シュリーマド・バーガヴァタム 1.11.27

sitātapatra-vyajanair upaskṛtaḥ
prasūna-varṣair abhivarṣitaḥ pathi
piśaṅga-vāsā vana-mālayā babhau
ghano yathārkoḍupa-cāpa-vaidyutaiḥ

訳語

翻訳

主がドヴァーラカーの道路を歩いている間、主の頭は白い日傘で陽光から守られていた。白い羽の扇が半円形に動き、花吹雪が道に舞い落ちる。黄色の衣服と花輪に飾られた主の様子は、あたかも黒い雲が太陽、月、稲妻、虹に同時に囲まれているかのように見える。

解説

太陽、月、虹、稲妻が空に同時に現れることはありません。太陽が照っていれば月の光はほとんど感じられませんし、雲と虹があれば稲妻は現れません。主の体の色は、みずみずしいモンスーンの雲に例えられます。主はこの節で雲に、そして主の頭上にかざされた白い日傘は太陽に例えられています。動物の毛を束ねた扇の動きが月に、花びらのシャワーは星々に例えられています。さらに、主の黄色い衣服が虹に例えられています。
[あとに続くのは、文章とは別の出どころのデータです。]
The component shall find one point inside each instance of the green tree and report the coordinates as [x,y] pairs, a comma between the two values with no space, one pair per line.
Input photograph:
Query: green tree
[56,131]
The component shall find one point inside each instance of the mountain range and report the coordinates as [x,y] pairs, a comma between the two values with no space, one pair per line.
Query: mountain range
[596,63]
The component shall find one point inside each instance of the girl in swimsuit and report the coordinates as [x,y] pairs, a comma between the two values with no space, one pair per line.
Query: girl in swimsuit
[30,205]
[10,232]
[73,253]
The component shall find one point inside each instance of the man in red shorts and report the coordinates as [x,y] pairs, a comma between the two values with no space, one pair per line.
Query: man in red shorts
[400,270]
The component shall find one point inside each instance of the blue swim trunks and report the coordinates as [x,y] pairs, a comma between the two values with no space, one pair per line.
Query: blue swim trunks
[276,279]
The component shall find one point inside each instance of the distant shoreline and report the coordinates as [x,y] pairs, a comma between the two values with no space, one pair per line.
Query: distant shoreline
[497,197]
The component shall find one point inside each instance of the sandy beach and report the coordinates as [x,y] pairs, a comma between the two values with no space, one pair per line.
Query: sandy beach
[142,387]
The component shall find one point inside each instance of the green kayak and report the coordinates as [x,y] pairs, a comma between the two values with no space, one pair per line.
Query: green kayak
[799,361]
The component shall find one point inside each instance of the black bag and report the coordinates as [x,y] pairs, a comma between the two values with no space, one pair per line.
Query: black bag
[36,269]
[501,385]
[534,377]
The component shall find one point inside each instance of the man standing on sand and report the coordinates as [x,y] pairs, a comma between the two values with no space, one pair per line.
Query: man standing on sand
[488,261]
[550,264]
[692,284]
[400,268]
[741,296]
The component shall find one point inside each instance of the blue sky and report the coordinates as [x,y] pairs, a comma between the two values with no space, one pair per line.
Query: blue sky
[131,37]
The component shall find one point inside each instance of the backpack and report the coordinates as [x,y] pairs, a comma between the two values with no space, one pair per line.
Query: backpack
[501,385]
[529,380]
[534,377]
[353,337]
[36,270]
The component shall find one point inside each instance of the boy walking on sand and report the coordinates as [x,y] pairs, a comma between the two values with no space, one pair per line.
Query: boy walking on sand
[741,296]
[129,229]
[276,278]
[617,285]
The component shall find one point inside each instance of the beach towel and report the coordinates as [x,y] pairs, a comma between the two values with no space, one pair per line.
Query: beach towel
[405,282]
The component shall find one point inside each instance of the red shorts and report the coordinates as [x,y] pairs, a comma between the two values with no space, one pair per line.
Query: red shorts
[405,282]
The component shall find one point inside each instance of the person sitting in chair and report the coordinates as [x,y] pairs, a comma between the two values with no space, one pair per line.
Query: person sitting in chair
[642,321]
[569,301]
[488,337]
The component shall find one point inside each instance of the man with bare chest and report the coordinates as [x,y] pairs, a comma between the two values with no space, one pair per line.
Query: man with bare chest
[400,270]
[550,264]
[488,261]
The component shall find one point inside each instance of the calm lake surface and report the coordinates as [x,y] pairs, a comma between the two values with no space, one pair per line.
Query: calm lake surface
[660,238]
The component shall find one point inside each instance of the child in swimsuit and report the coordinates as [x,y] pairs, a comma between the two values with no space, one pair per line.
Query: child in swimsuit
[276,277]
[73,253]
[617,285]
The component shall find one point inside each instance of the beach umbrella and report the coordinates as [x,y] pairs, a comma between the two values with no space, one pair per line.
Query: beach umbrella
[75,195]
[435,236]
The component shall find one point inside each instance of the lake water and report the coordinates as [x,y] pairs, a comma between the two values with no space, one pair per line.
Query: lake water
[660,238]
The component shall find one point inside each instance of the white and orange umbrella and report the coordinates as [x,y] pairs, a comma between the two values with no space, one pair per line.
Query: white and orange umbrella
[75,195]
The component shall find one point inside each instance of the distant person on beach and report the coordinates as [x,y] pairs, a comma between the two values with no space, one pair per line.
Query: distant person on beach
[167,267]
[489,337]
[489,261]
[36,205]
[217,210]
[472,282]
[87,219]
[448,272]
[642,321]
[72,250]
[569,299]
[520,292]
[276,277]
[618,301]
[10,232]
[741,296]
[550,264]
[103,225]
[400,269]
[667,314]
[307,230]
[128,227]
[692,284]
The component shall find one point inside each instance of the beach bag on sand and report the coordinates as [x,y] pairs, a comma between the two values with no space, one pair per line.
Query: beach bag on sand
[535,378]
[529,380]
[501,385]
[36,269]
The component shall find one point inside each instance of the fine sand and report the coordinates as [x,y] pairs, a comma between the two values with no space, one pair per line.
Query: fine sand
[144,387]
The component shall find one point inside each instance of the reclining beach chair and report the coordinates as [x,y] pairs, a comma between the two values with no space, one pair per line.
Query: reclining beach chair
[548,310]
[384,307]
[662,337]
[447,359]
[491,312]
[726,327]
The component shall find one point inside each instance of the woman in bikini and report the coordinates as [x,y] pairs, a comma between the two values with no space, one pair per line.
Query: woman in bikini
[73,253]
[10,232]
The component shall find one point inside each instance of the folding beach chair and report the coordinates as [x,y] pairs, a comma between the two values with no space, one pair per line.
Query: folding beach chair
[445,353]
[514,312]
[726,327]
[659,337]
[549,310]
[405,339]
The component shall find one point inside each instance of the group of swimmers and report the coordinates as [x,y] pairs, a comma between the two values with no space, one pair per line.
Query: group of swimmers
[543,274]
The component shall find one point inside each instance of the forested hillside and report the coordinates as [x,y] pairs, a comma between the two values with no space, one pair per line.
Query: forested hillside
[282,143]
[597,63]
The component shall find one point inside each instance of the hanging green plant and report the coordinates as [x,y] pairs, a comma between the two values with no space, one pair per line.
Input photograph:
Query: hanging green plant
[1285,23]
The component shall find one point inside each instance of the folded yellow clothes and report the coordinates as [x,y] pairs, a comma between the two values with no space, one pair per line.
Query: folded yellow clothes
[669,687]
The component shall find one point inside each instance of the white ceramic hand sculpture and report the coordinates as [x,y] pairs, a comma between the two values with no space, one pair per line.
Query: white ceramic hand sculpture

このような大気での現象や動きは同時には存在しないことから、ただ比較するだけで理解できるものではありません。このような現象は、主の想像を絶する力を考慮してこそ納得できるものです。主はあらゆる力を備えており、主がいれば、主の想像を絶する力によってどのような不可能なことでも可能になります。しかし、主がドヴァーラカーの道を歩いていた時に醸し出された情景は例えようもなく美しく、その様子は自然現象以外に比較できるものはないほどです。